Davis was widely praised for his decision to hire Josh McDaniels and Dave Ziegler from New England. After all, McDaniels had engineered great offenses for many years with the Patriots. It seemed that finally, even more than hiring Del Rio or Gruden, that the Raiders really had found stability.
McDaniels looked at the roster and felt he could compete with them. He and Ziegler gave contract extensions to Darren Waller and Hunter Renfrow and they used their first and second round picks in a trade to acquire Davante Adams, reuniting him with Carr from their college days together.
By the time the 2022 season was over, the good feelings of the McDaniels hire were long gone. Franchise quarterback Derek Carr left the team after a Christmas Eve loss in Pittsburgh as McDaniels made the decision to bench Carr for the final two games. The recently extended Waller and Renfrow struggled to stay healthy and even when they were, they seemed to have fallen out of favor with McDaniels and Ziegler.
Just a year after making the playoffs, the 2022 Raiders went 6-11 and there were more questions than answers going forward.
The second offseason under McDaniels and Ziegler was much different than the first. Carr was released and the Silver and Black would have a new quarterback for the first time since Carr was drafted in 2014. Also, just one year after extending Darren Waller, he was traded to the Giants.
The new-look Raiders went into 2023 with Jimmy Garopollo at quarterback, while paying him $72 million over three years. For McDaniels, it was a reunion with a quarterback he had worked with in New England.
Before the Raiders even began the season, they released one of the biggest names McDaniels had brought in. Chandler Jones ridiculed the team among other things in a number of social media post and after he violated a restraining order, he was released. As time would tell, he was not the only Raider unhappy with how things were in the desert.
Midway through the season, the Raiders were 3-5 and after a now-famous team meeting where McDaniels opened the floor to players to voice concerns and frustrations, a decision was eventually made by Mark Davis to clean house and fire both the coach and general manager on Halloween night.
Enter another interim coach for the franchise. Antonio Pierce answered the call and rallied his team similar to how Bisaccia had in 2021, he embraced the Raider culture like Del Rio had in 2015 and, like Davis in 2011, Pierce admits there are things he doesn’t know and he has brought in veteran coaches Marvin Lewis and Joe Philbin as assistants.
Finally, this brings us to where the Raiders stand today.
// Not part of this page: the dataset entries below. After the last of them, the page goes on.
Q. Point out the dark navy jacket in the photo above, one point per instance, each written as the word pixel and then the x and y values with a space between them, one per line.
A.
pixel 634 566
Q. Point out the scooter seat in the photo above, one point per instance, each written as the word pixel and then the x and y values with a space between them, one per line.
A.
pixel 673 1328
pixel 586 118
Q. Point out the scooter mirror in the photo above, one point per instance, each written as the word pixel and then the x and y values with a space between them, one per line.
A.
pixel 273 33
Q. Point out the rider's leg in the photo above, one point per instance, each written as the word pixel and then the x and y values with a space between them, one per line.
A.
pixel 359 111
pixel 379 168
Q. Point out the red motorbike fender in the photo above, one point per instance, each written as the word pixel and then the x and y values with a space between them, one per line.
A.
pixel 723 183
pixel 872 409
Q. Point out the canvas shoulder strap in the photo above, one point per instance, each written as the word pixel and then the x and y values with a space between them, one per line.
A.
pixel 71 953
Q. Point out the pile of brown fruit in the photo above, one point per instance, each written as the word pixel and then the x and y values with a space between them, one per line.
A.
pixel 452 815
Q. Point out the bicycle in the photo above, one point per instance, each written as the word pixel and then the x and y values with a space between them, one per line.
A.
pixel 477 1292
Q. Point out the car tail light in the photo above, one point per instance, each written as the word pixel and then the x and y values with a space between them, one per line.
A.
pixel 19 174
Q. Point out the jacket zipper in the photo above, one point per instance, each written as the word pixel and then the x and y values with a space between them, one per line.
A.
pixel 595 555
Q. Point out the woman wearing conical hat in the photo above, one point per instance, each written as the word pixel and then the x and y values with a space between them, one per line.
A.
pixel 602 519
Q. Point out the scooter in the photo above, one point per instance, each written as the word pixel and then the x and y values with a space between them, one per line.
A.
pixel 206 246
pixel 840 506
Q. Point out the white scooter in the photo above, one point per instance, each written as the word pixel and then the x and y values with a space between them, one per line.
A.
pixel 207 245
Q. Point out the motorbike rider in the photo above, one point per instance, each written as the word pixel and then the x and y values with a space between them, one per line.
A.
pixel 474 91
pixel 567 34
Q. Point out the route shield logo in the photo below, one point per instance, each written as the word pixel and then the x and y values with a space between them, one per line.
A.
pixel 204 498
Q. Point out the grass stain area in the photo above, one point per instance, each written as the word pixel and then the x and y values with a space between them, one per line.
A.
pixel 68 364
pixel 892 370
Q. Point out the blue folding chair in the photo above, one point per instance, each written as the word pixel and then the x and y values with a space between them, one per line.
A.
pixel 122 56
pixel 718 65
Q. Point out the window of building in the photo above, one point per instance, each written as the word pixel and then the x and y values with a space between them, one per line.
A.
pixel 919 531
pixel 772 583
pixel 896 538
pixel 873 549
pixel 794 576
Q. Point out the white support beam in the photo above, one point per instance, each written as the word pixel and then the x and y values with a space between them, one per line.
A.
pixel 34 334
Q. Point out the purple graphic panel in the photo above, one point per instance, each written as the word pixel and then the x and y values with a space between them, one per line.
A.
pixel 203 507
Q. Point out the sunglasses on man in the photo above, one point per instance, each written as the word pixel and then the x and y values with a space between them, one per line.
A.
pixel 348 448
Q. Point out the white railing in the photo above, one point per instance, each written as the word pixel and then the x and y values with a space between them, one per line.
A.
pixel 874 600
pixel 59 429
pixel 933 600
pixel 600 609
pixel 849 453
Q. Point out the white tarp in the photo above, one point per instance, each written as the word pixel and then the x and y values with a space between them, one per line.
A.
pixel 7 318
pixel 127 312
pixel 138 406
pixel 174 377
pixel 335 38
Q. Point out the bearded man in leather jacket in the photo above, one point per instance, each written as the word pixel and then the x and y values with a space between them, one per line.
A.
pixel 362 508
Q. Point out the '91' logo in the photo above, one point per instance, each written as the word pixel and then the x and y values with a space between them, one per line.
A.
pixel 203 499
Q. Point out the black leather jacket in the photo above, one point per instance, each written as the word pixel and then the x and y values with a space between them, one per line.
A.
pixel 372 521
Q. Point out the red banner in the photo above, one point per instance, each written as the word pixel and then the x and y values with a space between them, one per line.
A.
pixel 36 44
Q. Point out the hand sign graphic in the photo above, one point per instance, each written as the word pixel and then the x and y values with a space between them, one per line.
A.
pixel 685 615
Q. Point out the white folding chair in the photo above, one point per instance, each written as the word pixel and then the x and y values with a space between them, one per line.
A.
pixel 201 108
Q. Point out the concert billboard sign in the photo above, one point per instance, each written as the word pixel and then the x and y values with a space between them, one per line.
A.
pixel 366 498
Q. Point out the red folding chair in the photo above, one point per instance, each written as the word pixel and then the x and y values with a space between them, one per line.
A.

Raider Nation has gotten a taste of what it is like having Pierce as a coach, and they love it. Although there were some bad losses during A.P.’s nine games, things like a victory on Christmas at Kansas City, being a coach who yells “RAAAAIIIIIIDERRRRS” like a fan walking into The Black Hole, having a true love of the history of the team going back to when he grew up in Los Angeles with the Raiders as his hometown team, and bringing fun back to the locker room in a cloud of victory-cigar smoke have all endeared him to the players and fans alike and maybe, just maybe, Pierce will be the man who not only brings the Raiders “back”, but keeps the Raiders “back.”